第二次世界大戦のサイパン島で、最後まで山にこもって抵抗した47人の兵士のリーダーである大場大尉が、その人格、機転で「フォックス」として米軍に一目置かれていたという話です。

その大場大尉の苦悩、葛藤と、最後のシーンにいたる、「誇り高き日本兵」という立ち居振る舞いがとても印象に残った映画でした。


ひとつ、とっても興味深いなと思ったのが、


「将棋」と「チェス」の概念の違い。


「チェス」って、相手に駒を取られたら、もう使えないじゃないですか。

でも、「将棋」って、相手に取られたら、寝返って相手の駒になって攻めてくるんですよね。


だからこそ、第二次世界大戦では、日本軍は、とにかく捕虜になることを戒めたのではないか。

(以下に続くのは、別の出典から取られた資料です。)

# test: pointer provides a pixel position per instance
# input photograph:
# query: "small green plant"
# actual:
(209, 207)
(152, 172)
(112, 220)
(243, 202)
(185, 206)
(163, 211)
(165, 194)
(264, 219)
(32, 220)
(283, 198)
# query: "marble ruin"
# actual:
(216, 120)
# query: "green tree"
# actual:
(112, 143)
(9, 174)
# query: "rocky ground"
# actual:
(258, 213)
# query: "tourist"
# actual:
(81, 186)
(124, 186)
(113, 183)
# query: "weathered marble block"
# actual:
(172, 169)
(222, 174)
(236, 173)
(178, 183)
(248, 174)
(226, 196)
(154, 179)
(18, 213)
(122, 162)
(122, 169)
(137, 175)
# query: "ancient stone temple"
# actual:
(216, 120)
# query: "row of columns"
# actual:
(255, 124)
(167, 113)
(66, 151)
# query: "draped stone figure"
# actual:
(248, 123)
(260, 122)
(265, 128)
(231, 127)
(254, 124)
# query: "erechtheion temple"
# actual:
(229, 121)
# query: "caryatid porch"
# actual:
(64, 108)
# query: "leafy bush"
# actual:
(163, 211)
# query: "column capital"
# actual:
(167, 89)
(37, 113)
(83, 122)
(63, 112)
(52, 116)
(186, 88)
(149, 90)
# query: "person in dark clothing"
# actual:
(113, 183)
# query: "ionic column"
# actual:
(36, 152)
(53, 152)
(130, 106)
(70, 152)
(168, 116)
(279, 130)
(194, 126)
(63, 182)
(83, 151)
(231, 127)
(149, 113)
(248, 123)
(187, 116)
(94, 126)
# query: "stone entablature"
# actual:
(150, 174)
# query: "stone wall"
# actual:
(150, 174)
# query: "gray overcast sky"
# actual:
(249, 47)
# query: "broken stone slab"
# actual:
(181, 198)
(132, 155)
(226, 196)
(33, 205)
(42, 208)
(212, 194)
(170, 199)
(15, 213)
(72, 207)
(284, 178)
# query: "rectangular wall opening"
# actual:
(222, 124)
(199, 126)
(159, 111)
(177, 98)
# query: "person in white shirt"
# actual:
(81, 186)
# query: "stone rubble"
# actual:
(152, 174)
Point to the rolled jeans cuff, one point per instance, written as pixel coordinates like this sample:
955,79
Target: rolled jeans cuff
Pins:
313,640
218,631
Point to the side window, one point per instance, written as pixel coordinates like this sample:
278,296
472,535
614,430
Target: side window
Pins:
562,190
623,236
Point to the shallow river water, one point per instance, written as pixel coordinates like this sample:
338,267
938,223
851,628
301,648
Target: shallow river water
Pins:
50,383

つまり、捕虜になると、手のひらを返したように相手に協力的になってしまうところが、日本人にはある。

これって、戦争中、米軍がずいぶん不思議に思ったことでもあるようです。

あれだけ反米思想で玉砕戦法をとる日本軍と、捕虜になるととたんに協力的になる日本兵。

この発想には、その場、その場での主君に仕えるという「将棋」的発想があるのかもしれません。

唯一神的な宗教感のない日本社会では、物事に対して融通をきかせる発想が強い。

日本人文化論を考えるうえで、「将棋」と「チェス」の発想の違い、面白いなと思いました。